Nanometre-scale probing of spin waves using single electron spins

TL;DR

This paper demonstrates a novel method using single NV-centers in diamond to probe and image spin-wave excitations at nanometre scales in magnetic systems under ambient conditions, advancing nanoscale magnetic imaging.

Contribution

It introduces a new NV-center-based magnetometry technique for real-space, phase-sensitive detection of spin waves at ~50 nm resolution in ferromagnetic microdiscs.

Findings

Achieved local detection of spin-wave magnetic fields at ~50 nm distance.

Mapped magnetic-field dependence of spin-wave excitations.

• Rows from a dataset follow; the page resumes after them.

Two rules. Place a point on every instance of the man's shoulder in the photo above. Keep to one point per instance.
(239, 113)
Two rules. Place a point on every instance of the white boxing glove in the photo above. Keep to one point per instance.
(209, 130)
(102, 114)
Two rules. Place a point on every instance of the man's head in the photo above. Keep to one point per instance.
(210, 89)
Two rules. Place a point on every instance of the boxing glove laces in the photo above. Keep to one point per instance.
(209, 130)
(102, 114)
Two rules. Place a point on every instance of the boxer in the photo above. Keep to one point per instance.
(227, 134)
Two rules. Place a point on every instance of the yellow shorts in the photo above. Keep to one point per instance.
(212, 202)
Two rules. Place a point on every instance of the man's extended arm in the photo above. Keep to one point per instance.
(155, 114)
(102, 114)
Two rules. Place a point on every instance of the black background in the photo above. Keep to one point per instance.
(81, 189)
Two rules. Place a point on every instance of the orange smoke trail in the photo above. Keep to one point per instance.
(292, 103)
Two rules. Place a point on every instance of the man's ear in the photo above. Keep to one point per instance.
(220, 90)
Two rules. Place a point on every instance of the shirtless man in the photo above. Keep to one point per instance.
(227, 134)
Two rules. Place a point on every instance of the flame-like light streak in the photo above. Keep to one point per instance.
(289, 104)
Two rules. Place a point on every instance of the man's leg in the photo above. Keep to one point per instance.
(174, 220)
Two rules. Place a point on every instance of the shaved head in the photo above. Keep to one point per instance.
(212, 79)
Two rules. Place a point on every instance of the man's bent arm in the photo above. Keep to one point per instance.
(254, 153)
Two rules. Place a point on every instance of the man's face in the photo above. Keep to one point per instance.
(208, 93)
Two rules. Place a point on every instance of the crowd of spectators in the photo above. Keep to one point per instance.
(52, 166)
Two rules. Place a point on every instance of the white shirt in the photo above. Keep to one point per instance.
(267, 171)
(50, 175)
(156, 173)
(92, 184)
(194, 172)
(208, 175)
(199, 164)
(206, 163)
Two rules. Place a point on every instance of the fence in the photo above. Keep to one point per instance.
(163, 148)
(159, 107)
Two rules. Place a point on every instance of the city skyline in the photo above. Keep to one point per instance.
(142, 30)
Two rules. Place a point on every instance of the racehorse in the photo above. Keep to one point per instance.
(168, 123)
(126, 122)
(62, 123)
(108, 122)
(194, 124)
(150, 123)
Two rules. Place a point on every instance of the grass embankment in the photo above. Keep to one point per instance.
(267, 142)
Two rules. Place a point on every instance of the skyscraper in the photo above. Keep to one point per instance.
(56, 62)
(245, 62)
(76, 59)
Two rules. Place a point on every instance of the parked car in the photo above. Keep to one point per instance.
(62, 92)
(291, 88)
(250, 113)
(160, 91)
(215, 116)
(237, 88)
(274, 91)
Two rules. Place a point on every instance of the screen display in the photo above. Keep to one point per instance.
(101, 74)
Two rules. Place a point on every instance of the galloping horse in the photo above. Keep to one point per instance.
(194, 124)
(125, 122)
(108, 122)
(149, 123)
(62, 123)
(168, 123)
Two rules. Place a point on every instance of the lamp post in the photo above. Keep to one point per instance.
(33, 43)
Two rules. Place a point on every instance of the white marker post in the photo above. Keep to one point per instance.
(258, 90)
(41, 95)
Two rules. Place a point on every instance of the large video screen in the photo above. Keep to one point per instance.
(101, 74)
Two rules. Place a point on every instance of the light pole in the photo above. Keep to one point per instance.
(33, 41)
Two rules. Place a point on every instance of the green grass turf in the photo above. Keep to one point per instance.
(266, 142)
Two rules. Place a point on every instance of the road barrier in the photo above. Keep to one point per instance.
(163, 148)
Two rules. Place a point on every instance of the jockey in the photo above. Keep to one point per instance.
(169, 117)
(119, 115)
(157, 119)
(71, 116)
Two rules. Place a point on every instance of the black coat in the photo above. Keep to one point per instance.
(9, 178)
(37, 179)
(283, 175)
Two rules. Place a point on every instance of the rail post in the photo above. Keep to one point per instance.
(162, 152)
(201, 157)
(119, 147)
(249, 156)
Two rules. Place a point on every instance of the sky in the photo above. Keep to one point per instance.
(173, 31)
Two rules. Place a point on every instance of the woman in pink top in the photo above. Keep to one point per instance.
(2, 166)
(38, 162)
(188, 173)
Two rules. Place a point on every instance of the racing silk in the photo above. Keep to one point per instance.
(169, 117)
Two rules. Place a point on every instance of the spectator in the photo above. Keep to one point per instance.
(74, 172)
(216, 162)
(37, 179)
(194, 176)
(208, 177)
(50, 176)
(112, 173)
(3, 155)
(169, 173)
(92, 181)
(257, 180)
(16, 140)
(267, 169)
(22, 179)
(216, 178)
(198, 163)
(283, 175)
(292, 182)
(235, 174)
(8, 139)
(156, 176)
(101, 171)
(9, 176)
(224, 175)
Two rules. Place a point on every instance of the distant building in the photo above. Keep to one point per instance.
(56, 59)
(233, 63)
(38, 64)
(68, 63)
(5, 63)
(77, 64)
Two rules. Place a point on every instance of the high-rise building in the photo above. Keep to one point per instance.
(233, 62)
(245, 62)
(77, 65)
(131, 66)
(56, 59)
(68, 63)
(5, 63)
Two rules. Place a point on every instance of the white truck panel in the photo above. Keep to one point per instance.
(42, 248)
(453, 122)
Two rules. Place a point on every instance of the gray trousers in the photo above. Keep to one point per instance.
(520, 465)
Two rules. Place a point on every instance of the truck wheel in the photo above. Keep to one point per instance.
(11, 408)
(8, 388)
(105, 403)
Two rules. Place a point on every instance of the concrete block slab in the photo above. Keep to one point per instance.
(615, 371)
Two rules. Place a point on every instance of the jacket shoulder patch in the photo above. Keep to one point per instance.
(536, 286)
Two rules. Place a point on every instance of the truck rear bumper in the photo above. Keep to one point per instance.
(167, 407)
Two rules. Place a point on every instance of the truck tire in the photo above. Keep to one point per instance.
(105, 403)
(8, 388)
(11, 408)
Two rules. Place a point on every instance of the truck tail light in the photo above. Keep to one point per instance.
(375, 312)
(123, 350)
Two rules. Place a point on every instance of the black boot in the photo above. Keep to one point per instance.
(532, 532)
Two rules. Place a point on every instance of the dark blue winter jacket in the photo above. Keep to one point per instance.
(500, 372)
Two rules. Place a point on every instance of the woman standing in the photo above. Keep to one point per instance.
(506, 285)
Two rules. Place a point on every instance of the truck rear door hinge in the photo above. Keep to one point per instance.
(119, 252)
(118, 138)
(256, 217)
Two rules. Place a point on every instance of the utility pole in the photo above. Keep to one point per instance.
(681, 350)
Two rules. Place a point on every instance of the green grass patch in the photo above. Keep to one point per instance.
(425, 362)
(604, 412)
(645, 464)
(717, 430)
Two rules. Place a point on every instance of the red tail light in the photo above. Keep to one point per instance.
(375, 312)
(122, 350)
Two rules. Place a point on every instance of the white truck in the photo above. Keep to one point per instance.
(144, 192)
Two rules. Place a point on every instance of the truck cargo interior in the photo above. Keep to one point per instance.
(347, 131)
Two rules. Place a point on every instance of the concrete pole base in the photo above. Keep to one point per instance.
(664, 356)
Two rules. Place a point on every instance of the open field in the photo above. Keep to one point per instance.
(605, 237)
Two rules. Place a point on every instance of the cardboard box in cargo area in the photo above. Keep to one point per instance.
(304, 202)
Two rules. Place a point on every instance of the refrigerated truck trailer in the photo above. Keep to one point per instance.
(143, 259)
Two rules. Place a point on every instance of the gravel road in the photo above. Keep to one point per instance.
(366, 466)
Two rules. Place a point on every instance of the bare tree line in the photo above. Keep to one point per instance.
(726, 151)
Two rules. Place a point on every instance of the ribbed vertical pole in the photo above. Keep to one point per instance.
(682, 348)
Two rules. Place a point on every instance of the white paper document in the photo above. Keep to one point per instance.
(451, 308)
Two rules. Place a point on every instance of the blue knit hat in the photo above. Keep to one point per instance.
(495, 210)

Characterized spin-noise spectrum consistent with theoretical models.

Abstract

Correlated-electron systems support a wealth of magnetic excitations, ranging from conventional spin waves to exotic fractional excitations in low-dimensional or geometrically-frustrated spin systems. Probing such excitations on nanometre length scales is essential for unravelling the underlying physics and developing new spintronic nanodevices. However, no established technique provides real-space, few-nanometre-scale probing of correlated-electron magnetic excitations under ambient conditions. Here we present a solution to this problem using magnetometry based on single nitrogen-vacancy (NV) centres in diamond. We focus on spin-wave excitations in a ferromagnetic microdisc, and demonstrate local, quantitative, and phase-sensitive detection of the spin-wave magnetic field at ~50 nm from the disc. We map the magnetic-field dependence of spin-wave excitations by detecting the associated local reduction in the disc's longitudinal magnetization. In addition, we characterize the spin-noise spectrum by NV-spin relaxometry, finding excellent agreement with a general analytical description of the stray fields produced by spin-spin correlations in a 2D magnetic system. These complementary measurement modalities pave the way towards imaging the local excitations of systems such as ferromagnets and antiferromagnets, skyrmions, atomically assembled quantum magnets, and spin ice.